在大雪中飞翔,是每一个男儿的梦想。
那种无限刺激肾上腺素的快感,让每个人都欲罢不能!
虎山一群人刚下山的时候,玩雪橇还不习惯,时不时就有人摔一跤,可几天之后,愣是爱上了这种运动!
张破虏在这几天,也一直指点大家射击——在快速的滑行中,保持射击的精壮,是一个难度极高的操作。
好在,大家武功底子都不错,从最初勉勉强强能沾边,到最后能于疾驰中射击兔子、野鸡等活动生物,射术猛然增长一大截。
当然,这几天仍然没有回虎山,他们仍然去了大冰沟补给。
原因嘛,自然是王洋上了瘾头,大摇大摆在虎山脚下埋伏,这厮还命令军士搭了几个棚子,棚子里安装火炉,更是人手一件雪白大裘。

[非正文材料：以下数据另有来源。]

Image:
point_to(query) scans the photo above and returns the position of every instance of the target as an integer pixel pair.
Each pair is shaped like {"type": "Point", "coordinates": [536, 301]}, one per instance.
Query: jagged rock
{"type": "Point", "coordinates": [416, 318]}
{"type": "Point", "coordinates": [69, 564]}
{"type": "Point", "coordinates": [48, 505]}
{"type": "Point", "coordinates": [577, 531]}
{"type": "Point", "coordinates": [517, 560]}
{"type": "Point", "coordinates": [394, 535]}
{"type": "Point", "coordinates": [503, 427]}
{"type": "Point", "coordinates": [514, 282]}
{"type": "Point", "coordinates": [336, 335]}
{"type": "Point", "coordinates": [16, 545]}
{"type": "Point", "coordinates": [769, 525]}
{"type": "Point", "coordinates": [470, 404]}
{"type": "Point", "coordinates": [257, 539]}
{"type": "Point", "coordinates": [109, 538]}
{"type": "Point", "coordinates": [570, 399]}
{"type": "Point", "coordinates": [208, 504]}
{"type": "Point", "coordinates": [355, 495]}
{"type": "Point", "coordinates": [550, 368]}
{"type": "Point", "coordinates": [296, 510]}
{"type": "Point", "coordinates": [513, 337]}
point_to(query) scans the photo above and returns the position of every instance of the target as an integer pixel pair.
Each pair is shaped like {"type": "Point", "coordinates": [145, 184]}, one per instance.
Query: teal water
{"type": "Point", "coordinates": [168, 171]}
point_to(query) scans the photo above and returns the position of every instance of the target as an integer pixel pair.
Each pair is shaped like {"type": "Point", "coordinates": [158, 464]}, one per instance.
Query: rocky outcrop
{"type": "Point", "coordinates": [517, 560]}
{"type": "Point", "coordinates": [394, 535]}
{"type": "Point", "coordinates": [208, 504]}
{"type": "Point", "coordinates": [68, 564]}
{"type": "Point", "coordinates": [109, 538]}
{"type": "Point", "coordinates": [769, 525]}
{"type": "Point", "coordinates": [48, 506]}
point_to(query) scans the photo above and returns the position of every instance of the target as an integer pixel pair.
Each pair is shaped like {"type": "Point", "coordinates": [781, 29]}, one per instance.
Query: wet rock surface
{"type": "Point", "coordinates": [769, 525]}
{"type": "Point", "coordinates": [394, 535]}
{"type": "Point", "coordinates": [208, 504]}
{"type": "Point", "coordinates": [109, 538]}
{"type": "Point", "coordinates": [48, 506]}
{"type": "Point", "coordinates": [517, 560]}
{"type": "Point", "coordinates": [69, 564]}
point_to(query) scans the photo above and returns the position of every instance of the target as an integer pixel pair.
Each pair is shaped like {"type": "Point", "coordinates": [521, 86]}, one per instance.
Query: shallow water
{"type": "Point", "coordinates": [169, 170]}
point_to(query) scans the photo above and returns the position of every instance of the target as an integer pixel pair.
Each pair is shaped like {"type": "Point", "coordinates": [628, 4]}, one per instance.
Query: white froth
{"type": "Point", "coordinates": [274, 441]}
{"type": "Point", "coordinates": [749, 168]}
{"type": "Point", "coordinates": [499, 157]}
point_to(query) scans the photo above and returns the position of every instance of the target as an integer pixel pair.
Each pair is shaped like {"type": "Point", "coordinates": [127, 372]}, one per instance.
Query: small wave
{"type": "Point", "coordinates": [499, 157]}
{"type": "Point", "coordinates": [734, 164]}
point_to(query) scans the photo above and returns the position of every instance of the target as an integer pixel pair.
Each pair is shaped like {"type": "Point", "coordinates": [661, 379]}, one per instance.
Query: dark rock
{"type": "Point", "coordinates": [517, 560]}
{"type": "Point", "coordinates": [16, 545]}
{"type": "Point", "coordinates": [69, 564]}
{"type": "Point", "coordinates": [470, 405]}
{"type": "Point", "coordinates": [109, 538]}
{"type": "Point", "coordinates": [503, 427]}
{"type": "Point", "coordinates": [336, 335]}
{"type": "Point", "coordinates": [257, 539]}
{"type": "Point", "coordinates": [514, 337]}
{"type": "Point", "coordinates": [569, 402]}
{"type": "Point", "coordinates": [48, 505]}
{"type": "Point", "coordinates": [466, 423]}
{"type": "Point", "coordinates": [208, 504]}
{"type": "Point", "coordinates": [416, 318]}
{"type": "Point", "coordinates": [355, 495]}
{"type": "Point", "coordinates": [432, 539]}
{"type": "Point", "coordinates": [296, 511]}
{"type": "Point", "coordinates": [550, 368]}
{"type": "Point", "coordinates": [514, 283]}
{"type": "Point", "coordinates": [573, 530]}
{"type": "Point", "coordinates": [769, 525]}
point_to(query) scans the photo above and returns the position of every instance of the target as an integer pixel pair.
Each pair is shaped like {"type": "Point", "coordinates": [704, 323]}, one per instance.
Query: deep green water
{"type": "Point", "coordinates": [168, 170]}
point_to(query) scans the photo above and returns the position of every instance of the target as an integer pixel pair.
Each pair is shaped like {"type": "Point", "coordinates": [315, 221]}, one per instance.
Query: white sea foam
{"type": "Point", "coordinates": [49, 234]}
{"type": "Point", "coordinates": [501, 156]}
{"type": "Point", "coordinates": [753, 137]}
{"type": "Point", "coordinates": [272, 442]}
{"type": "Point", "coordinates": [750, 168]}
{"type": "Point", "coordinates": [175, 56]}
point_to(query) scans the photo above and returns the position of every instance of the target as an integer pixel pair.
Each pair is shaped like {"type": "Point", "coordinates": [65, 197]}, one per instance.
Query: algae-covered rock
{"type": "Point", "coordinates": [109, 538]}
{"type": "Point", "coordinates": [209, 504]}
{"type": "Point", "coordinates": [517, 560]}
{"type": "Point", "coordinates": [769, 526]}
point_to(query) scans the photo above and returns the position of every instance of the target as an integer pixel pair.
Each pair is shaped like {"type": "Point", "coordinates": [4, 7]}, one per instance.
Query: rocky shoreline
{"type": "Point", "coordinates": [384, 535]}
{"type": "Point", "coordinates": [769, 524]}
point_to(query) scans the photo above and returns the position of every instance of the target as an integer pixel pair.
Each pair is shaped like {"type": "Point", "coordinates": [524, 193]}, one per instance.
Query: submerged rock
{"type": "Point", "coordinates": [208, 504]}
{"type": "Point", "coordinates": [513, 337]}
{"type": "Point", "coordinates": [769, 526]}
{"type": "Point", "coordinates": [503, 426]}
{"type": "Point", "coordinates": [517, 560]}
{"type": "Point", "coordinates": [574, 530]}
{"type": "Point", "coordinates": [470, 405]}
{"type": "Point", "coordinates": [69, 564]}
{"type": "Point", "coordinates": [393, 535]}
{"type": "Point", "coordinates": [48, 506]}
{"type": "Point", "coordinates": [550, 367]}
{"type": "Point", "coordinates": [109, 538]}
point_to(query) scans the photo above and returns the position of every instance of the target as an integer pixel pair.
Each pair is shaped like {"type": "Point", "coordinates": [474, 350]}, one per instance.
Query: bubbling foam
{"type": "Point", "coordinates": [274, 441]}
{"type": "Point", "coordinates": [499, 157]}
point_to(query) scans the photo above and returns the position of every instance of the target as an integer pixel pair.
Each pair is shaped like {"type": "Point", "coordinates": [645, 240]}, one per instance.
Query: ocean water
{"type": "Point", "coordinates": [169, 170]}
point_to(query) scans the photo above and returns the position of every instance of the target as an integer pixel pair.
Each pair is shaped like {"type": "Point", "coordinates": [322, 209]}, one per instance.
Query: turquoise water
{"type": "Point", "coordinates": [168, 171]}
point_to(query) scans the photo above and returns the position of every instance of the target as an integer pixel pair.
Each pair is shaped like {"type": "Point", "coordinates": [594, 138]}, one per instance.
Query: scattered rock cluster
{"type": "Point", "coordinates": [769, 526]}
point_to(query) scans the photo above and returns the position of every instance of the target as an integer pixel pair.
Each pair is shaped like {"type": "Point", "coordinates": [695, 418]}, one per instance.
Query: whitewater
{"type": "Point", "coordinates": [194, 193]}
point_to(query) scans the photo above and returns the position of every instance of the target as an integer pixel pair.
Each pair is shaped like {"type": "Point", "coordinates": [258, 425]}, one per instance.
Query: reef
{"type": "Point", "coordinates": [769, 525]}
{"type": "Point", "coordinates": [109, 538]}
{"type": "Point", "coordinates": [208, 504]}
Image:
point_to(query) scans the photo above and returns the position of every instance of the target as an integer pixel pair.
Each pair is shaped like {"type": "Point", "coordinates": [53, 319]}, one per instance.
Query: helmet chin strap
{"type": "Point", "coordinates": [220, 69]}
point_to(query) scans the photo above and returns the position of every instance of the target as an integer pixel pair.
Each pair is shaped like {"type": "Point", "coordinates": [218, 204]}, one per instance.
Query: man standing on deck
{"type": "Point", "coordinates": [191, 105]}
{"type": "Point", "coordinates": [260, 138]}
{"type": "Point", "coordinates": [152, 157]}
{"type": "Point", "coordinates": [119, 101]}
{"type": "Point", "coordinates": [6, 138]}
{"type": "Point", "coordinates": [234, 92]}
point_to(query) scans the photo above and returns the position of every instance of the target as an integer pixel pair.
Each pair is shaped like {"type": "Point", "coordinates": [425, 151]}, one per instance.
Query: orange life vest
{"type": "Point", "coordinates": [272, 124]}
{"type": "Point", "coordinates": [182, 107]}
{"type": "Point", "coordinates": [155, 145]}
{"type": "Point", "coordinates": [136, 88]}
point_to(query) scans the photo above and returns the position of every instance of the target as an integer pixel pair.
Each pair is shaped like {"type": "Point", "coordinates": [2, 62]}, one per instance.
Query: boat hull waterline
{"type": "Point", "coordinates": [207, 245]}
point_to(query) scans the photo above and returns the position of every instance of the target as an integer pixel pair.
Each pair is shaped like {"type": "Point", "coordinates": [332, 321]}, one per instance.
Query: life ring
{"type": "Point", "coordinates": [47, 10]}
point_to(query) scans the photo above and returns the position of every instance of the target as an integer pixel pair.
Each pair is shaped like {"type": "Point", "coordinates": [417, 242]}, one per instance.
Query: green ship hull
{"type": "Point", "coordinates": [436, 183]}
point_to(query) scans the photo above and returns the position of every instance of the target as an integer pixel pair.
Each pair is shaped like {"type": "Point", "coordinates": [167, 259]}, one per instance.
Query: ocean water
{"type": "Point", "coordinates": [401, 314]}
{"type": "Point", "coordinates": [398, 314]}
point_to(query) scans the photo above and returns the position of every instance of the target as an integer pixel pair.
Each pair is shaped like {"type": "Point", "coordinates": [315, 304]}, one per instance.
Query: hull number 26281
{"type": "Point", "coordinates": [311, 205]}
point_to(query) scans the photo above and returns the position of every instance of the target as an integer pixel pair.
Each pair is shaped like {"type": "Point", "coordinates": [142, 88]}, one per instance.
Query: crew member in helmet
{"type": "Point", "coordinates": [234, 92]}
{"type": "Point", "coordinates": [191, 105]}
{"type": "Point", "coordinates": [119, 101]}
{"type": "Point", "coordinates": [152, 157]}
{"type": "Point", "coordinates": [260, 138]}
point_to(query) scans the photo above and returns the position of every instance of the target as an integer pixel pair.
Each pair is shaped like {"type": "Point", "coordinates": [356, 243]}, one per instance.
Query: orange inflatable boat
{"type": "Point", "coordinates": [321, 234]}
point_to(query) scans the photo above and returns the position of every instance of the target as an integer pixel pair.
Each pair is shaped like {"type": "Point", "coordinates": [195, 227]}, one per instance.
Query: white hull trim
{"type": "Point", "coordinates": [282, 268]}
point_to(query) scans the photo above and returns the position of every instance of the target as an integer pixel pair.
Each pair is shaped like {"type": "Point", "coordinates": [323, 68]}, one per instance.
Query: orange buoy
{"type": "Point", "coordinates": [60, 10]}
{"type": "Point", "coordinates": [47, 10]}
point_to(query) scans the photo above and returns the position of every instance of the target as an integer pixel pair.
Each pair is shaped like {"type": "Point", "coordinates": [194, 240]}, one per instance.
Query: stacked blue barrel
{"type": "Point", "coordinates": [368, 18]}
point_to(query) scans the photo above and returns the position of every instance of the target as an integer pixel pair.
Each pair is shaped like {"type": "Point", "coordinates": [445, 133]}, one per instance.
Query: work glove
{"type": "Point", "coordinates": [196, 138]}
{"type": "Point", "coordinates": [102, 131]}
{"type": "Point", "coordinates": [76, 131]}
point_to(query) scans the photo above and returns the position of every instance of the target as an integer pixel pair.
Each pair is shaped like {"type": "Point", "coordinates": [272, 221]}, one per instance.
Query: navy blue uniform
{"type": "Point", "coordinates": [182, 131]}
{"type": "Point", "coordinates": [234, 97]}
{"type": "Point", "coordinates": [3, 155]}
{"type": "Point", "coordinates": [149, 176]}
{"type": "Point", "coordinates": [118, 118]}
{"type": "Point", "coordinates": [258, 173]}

张破虏去侦查的时候看得奇怪,要知道,在这个时代,一件大裘全靠毛皮,可不是那种耍帅的披风。
而皮毛之贵重,甚于盐铁!
张破虏寻思,多半是那群富甲天下的海洋贸易贩子赠予,除了他们,怕是皇室也无这么大的财力。
一直到第五天,张破虏终于忍不住了!
忍不住的原因当然还有一个,他们去补给的时候,那个美艳无双的黄颖儿,每次都咬着下嘴唇,看得张破虏恨不得上前一口吃了。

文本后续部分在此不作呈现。